Author: M. L. Cavanaugh

Sports and Military Leadership: Are the fields of friendly strife built on a foundation of sand?

By Major Matt Cavanaugh

Very famously, General Douglas MacArthur once said, “On the fields of friendly strife are sown the seeds that on other days, on other fields will bear the fruits of victory.”  But is this true?  Does sport participation really produce better military leaders?

I spend a good deal of time running and love exercise.  I grew up playing hockey, soccer, and a little rugby, some of which extended into college.  I’m the Officer in Charge of the Marathon Team at West Point – so I still maintain a strong connection with organized sports.  But long-held, standing assumptions about the way the world works can be wrong.  Recent academic studies have debunked the importance of breakfast in weight loss, the necessity of post-run cool downs, and the value of stretching for (running) injury prevention. As Mark Twain put it, “It ain’t what you know that gets you into trouble. It’s what you know for sure that just ain’t so.”

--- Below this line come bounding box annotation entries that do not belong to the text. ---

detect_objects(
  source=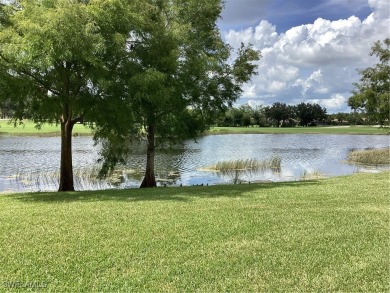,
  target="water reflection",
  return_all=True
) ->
[0,134,389,191]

From what I can tell there is absolutely no scholarship on the link between sports and military leadership.  Granted, there is likely a fair amount about the general connections between leadership and sports.  But these would represent generic studies inapplicable to a military audience.  For example, though an ex-quarterback may develop skills suitable for running a moderate-sized used car dealership – these ought not to be assumed sufficient for the chaotic violence of battlefield leadership. Consider the cases of two high performing former Army quarterbacks, Trent Steelman (West Point Class of 2012) and Nathan Sassaman (West Point Class of 1985).  As athletes these two may have been successful on the football field – while with respect to war, one failed outright while the other showed deep flaws that signaled he was not prepared for the rigors of combat.  The two contests are simply not the same: on the battlefield, there is no referee to appeal to, no clock to run out, and no meaningful scoreboard as the perpetual threat of violent veto exists to cancel any “results.” Yet we still persist in this sort of metaphorical military-football echo chamber.